PURPOSE: Although the association between delays in (neo)adjuvant chemotherapy initiation and adverse outcomes is well-documented, patient perspective regarding the lived experience among those with breast cancer delay is sparse. Project Start was a qualitative study designed to assess and identify the multilevel factors contributing to the barriers and facilitators of initiating chemotherapy. This report explores specific responses where patients with breast cancer provide insight and advice for newly diagnosed women on preparing for chemotherapy initiation and informs potential interventions to facilitate timely chemotherapy initiation. PATIENTS AND METHODS: Women diagnosed with primary invasive breast cancer who experienced a ≥60-day delay in (neo)adjuvant chemotherapy initiation were included. Participants completed semi-structured interviews exploring barriers and facilitators to starting chemotherapy. Interviews were transcribed and coded to identify themes. RESULTS: We enrolled (N = 22) participants with a median age at diagnosis of 53.5 years (range 27–70) who identified as Latina (n = 8), Black (n = 5), and non-Latina White (n = 9). Our participants indicated that engaging their medical teams and seeking support earlier were essential to initiate their treatment journeys.

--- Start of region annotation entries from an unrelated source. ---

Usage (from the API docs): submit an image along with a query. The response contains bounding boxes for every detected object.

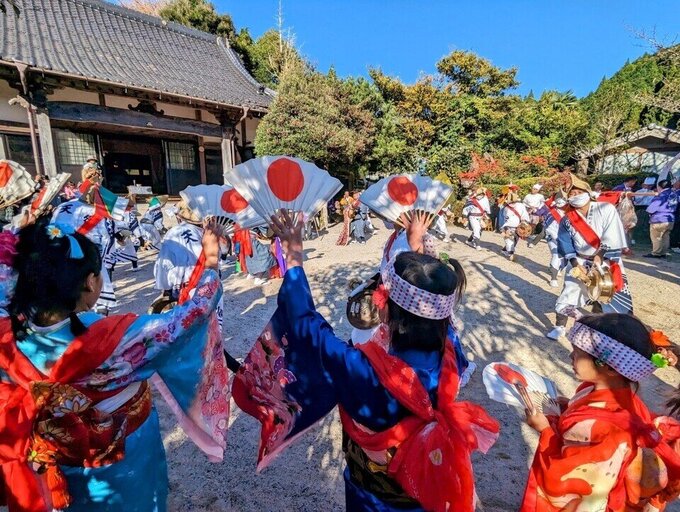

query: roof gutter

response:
[0,59,267,114]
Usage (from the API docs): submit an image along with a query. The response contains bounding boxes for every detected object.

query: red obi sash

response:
[340,341,499,512]
[0,315,146,512]
[565,208,602,250]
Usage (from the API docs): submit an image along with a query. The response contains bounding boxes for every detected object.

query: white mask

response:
[569,192,590,208]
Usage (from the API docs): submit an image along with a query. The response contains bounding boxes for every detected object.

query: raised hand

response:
[201,217,223,269]
[269,210,305,268]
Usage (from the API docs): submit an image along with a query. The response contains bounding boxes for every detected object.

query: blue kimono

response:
[0,270,230,512]
[278,267,457,512]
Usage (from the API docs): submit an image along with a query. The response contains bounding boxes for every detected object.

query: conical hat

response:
[567,173,592,193]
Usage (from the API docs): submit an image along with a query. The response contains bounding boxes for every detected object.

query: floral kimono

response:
[0,270,230,512]
[521,383,680,512]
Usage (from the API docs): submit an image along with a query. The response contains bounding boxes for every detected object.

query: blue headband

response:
[47,224,85,260]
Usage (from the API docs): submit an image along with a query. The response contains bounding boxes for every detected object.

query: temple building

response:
[0,0,273,195]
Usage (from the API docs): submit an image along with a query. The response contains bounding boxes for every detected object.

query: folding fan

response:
[179,185,267,233]
[31,172,71,215]
[0,160,37,208]
[226,156,342,219]
[482,362,559,414]
[359,174,453,223]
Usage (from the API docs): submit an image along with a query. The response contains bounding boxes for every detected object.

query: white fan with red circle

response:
[31,172,71,215]
[179,185,267,234]
[0,160,38,208]
[359,174,453,224]
[226,156,342,219]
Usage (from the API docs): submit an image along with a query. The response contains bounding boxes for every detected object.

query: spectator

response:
[671,178,680,253]
[644,180,678,258]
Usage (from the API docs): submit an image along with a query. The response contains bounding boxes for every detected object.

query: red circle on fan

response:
[220,188,248,213]
[267,158,305,201]
[387,176,418,206]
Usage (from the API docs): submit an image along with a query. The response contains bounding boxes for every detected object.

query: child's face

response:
[570,345,601,382]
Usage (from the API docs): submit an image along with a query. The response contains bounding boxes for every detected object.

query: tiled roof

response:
[0,0,272,110]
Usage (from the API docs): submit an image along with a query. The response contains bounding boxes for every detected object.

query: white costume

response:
[549,202,633,337]
[153,222,224,329]
[52,199,116,310]
[139,205,164,250]
[524,192,545,213]
[153,222,203,292]
[463,195,491,250]
[501,202,530,257]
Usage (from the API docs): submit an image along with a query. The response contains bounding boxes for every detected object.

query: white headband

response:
[382,258,458,320]
[567,322,656,382]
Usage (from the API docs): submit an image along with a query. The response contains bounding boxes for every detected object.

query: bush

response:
[585,172,656,190]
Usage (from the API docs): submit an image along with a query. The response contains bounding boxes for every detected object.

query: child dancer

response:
[521,313,680,512]
[272,212,498,512]
[0,218,229,512]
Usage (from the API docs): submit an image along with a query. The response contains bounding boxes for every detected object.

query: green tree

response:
[249,29,303,89]
[437,50,519,97]
[158,0,253,72]
[255,63,375,176]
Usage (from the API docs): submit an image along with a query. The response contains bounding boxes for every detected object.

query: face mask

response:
[569,192,590,208]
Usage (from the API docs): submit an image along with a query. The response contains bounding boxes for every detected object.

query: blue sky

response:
[220,0,680,96]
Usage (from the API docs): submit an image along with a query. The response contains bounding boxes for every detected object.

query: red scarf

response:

They emphasized being proactive and thorough in all aspects of their journey, particularly in processing medical recommendations, communicating with medical personnel, and identifying areas of need. Although explicit insight into chemotherapy delay was rare, participants expressed the importance of beginning treatment promptly. They shared advice on acquiring support (eg, financial, emotional, logistical, spiritual) and suggested connecting with breast cancer survivors to overcome the complex challenges of cancer care. CONCLUSION: Patient perspectives regarding barriers and treatment facilitators help provide insight into the lived experience of cancer care journeys that can inform interventions to improve patient support and outcomes. We are using these results to develop a pilot study to test the acceptability and feasibility of a culturally tailored patient navigation intervention to increase self-efficacy and avoid treatment delays.